How To Share and Use Public AMIs in A Secure Manner

When using Amazon Machine Images (AMI's) it is important to remember to use proper precautions to ensure that private information is not inadvertently left on AMI's when shared publicly.  This tutorial is provided to help customers share public Amazon Machine Images (AMIs) in a secure manner. 

This tutorial expands upon the basic instructions within the "Sharing AMIs Safely" section of the EC2 User's Guide, which can be found at http://docs.amazonwebservices.com/AWSEC2/latest/UserGuide/AESDG-chapter-sharingamis.html.  The EC2 User's Guide and this tutorial cover the most common security concerns with sharing public AMI. They should not be used as a complete security assessment guide.

For information on hardening and clean-up requirements, go to Public AMI Publishing: Hardening and Clean-up Requirements, which is available at https://aws.amazon.com/articles/9001172542712674.

Additional security guidance is provided for users of public AMIs, as well as instructions for what to do should you discover an AMI that has security concerns.

Sharing Public AMIs in A More Secure Manner

We recommend against storing sensitive data or software on any AMI that you share. Below, are expanded guidelines to help you to avoid some easily overlooked security risks.

Always delete the shell history before creating your AMI. The shell history may contain your secret access key or other private info that are not intended to be shared with users of your AMI. As an example, the following command can help locate the root user and other users' shell history files on disk and delete them, when run as root:

    find /root/.*history /home/*/.*history -exec rm -f {} \;
  

Bundling a running instance requires your private key and X.509 certificate. Put these and other credentials in a location that is not bundled (such as the instance store). If you are building an AMI from an EBS volume, make sure your private key and certificate are removed from the volume before taking the snapshot.

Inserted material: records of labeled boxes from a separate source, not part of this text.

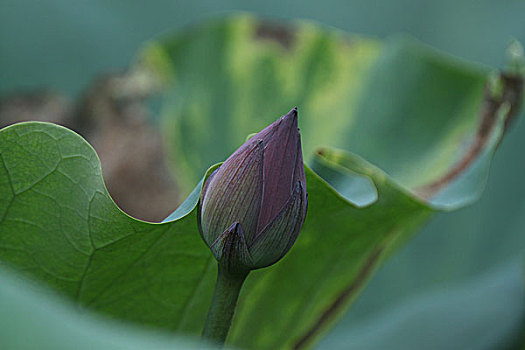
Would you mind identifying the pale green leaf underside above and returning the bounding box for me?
[137,15,487,205]
[0,17,516,349]
[0,123,431,348]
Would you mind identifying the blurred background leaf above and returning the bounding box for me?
[0,0,525,348]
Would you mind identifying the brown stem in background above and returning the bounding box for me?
[415,73,523,199]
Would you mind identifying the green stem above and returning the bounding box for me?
[202,264,248,345]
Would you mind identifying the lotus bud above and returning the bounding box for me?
[198,108,308,273]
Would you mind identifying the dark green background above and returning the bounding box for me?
[0,0,525,348]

Exclude SSH authorized keys before creating your AMI. The public key used to launch an instance is commonly stored in the SSH "authorized_keys" file. As an example, the following command can help locate "authorized_keys" files on disk and delete them, when run as root:

    find / -name "authorized_keys" –exec rm –f {} \;
  

Ensure that your private credentials for third-party applications and remote services are deleted, such as the username and password for any remote database you might have stored locally, or perhaps the credentials for a remote source code repository you have used recently. As an example, the following commands can help locate CVS and subversion information you may not wish to share publicly:

    find /root/ /home/*/ -name .cvspass –exec rm –f {} \;
    find /root/.subversion/auth/svn.simple/ /home/*/.subversion/auth/svn.simple/ -exec rm –rf {} \;
  

Using Public AMIs in A More Secure Manner

For users of public AMIs, particular attention should also be paid to ensure that there are no pre-installed credentials, such as public SSH keys or default usernames and passwords, which could allow unwanted third-party access to your running EC2 instances, or preconfigured remote logging hosts which could result in sensitive system and application logging data being transmitted to unauthorized recipients.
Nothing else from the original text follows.